What ends up fortifying me, most often, is the glimpse into other women’s paths on the way up. How there are endless ways to get there and to keep going. You spend hundreds of pages getting to know the writer from childhood onwards, and you can’t help but see them that way even as they become famous and start to appear larger than life. Sometimes, like in Case and Hanna’s memoirs, it seems a miracle that they were able to escape their dysfunctional families at all; their perseverance inspires, and my bond with their music only grows stronger.

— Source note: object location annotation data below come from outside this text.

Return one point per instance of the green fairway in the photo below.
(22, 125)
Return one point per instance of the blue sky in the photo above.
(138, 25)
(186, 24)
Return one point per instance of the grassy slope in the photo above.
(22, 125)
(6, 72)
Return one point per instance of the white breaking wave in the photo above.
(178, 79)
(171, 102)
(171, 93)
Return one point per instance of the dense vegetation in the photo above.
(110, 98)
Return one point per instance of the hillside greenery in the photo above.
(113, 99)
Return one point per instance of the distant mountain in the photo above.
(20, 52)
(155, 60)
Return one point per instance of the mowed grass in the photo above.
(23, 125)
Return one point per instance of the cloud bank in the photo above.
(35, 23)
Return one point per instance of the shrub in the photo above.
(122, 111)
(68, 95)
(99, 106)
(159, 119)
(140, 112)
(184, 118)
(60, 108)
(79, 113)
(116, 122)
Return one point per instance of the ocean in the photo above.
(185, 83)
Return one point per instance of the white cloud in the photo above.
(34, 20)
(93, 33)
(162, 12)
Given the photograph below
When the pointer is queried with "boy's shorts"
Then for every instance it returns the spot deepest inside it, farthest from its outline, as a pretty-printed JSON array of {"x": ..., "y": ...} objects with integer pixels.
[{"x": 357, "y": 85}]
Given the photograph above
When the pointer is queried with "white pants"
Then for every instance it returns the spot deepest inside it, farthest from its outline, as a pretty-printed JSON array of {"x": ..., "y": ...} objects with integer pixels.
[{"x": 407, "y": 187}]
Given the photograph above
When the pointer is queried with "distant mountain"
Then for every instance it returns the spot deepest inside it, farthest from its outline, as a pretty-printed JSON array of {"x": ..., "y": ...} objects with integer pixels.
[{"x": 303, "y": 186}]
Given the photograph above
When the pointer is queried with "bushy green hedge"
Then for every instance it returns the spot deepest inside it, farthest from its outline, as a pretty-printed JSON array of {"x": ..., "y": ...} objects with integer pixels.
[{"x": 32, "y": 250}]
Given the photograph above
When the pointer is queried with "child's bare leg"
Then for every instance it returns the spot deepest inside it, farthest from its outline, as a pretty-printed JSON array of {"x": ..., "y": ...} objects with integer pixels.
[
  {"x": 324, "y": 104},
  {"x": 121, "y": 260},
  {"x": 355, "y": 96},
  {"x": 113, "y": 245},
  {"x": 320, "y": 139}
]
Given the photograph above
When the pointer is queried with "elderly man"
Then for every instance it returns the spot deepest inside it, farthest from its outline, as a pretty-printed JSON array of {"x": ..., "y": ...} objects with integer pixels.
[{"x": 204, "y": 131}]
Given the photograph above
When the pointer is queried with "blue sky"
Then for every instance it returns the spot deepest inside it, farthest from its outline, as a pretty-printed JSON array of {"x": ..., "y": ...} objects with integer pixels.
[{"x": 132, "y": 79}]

In Auf der Maur’s case, I was totally charmed by her boheme backstory, starting with her unconventional family life. Her feminist-writer mother Linda Gaboriau decided to get pregnant via one-night stand, and Melissa did not know that her father was Nick Auf der Maur, a Montreal newspaper columnist and politician, until she was three years old. Some of my favorite passages of the book have to do with her relationship with Nick, who was more of a friend than a conventional dad, thanks to his barfly about town lifestyle (though he and Linda were briefly married). By her accounts, Auf der Maur grew up in a progressive, arts-filled bubble within English-speaking Montreal; a life in rock’n’roll starts to make sense.
Melissa is several years deep into Hole when Nick is diagnosed with throat cancer, and she does her best to manage both. Following a surgery that left Nick unable to drink, smoke, and talk normally, she overhears him on the phone trying to arrange a swifter, less-painful exit from this earth; he’s only in his mid-50s. She simply asks to be included when the time comes, and the scenes in his house of the final hours and the aftermath are among the most vivid and heartbreaking.
The experience of having a public-facing father prepared Auf der Maur for a life near the spotlight, as a sidekick to more overt attention-seekers (or, as Love once put it, “Billy Corgan’s purse”). But never does she come across as a shrinking violet to whom this crazy life merely happened. Starting in her teen years, she gives herself over to the higher cosmic calling of alternative music. She DJs at or frequents small rock clubs most nights a week. She earns the respect of the rock dudes, who seem to accept her as their own. Eventually Nick buys her a fancy bass, and the formation of her band Tinker isn’t far off. Auf der Maur is weirdly good at capturing the can-do attitude of her youth; one gets the feeling she’s like that still (in a very cool post-rockstar life, she runs the arts venue Basilica Hudson).
It’s inspiring that, even in a male-dominated scene, a teenaged Auf der Maur had total faith that she would achieve her dreams. Later, sensing that love might not be enough, she has the faith to walk away from Hole, the Pumpkins, and her relationship with Grohl. Maybe it’s the Swiss Catholic mysticism that runs in her blood, or her mother’s fierce independence, but Auf der Maur’s gut perpetually keeps her out of trouble. I guess good girls go with their intuition.